If you're thinking about this at all, you're already far ahead. Many companies have not even arrived at this conclusion yet, and they are not giving it any thought.

There are two bad answers and one good one.

Bad answer 1: become paralysed and do nothing because you don't know how to proceed.

Bad answer 2: block all AI inside your company because you don't want your data to flow into American servers. Your competitors will use AI whether they do so responsibly or not, and at least in the short term, they will get ahead of you.

I want to be clear: AI is not inherently bad. It is insanely powerful at understanding and structuring data, and it can give you huge efficiency gains. You need to use AI the same way you needed to use computers, the internet, and modern software tools. When those came along, you couldn't afford not to use them, or you became obsolete and irrelevant to the market. AI is the same.

So you need to use AI. And you need to use AI responsibly. Responsible AI usage for companies is private AI. In the two aspects above: control over the model, and control over the data.

How that actually works

The short version. The long version belongs in the deployment piece.

For the model: open source, deployed privately. Either on your own servers (on-premise) or in a private cloud, where you rent a GPU and run the model yourself, or where you rent a managed service that runs the model for you. There are real trade-offs, but the options exist, and at least one of them fits almost every company.
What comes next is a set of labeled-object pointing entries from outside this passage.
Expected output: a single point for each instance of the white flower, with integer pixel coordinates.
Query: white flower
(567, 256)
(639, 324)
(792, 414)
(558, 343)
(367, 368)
For the data: connect the model to the data the company already has. Through APIs, CLIs, MCP servers, or whatever interface fits your existing software. Even better, take the chance to define your processes properly. Get information out of people's heads, into computers, written down, and organised. That alone makes the company more efficient.

And again: none of this has to substitute people. It works alongside them. It supercharges them. It frees up time for more important things.

That is what private AI means for me.